Why: Structured logs are queryable. You can filter by orderId, correlate with traces via traceId, and aggregate error rates by operation. String-interpolated logs require regex to extract fields, which breaks at scale.


Pattern 3: SLO-Based Alerting

When to use: Setting up production alerting that reduces noise and focuses on user impact.

Implementation:

# Prometheus alerting rules based on SLOs
groups:
  - name: slo-alerts
    rules:
      # Availability SLO: 99.9% success rate
      # Alert when burning through error budget too fast
      - alert: HighErrorBudgetBurn
        expr: |
          (
            sum(rate(http_requests_total{status=~"5.."}[5m]))
            /
            sum(rate(http_requests_total[5m]))
          ) > (1 - 0.999) * 14.4
        for: 5m
        labels:
          severity: critical
        annotations:
          summary: "Error budget burn rate is 14.4x (will exhaust in 1 hour)"
          dashboard: "https://grafana.internal/d/slo-overview"

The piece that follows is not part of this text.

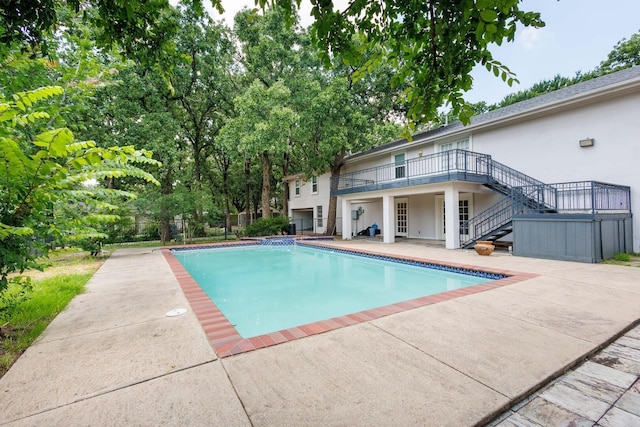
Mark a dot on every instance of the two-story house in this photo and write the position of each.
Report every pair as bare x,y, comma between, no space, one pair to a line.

      # Latency SLO: 99% of requests under 500ms
      - alert: HighLatencyBudgetBurn
        expr: |
          (
            sum(rate(http_request_duration_seconds_bucket{le="0.5"}[5m]))
            /
            sum(rate(http_request_duration_seconds_count[5m]))
          ) < 0.99
        for: 10m
        labels:
          severity: warning
        annotations:
          summary: "Latency SLO breach: >1% of requests exceeding 500ms"

      # Multi-window multi-burn-rate alert (Google SRE book pattern)
      - alert: SLOBreach_MultiWindow
        expr: |
          (
            error_ratio:rate1h > (14.4 * 0.001)
            and
            error_ratio:rate5m > (14.4 * 0.001)
          )
          or
          (
            error_ratio:rate6h > (6 * 0.001)
            and
            error_ratio:rate30m > (6 * 0.001)
          )
        labels:
          severity: critical
// Application-level SLO tracking with custom metrics
import { metrics } from "@opentelemetry/api";

const meter = metrics.getMeter("slo-metrics");

const requestCounter = meter.createCounter("http.requests.total", {
  description: "Total HTTP requests",
});

const requestDuration = meter.createHistogram("http.request.duration", {
  description: "HTTP request duration in seconds",
  unit: "s",
});

// Middleware to track SLO metrics
function sloMiddleware(req: Request, res: Response, next: NextFunction) {
  const start = performance.now();

  res.on("finish", () => {
    const duration = (performance.now() - start) / 1000;
    const attributes = {
      method: req.method,
      route: req.route?.path ?? "unknown",
      status: String(res.statusCode),
      success: String(res.statusCode < 500),
    };

    requestCounter.add(1, attributes);
    requestDuration.record(duration, attributes);
  });

  next();
}

Why: Traditional threshold-based alerts (CPU > 80%, errors > 10) generate noise. SLO-based alerting asks "are users affected?" and "how fast are we burning our error budget?" This approach pages only when action is needed.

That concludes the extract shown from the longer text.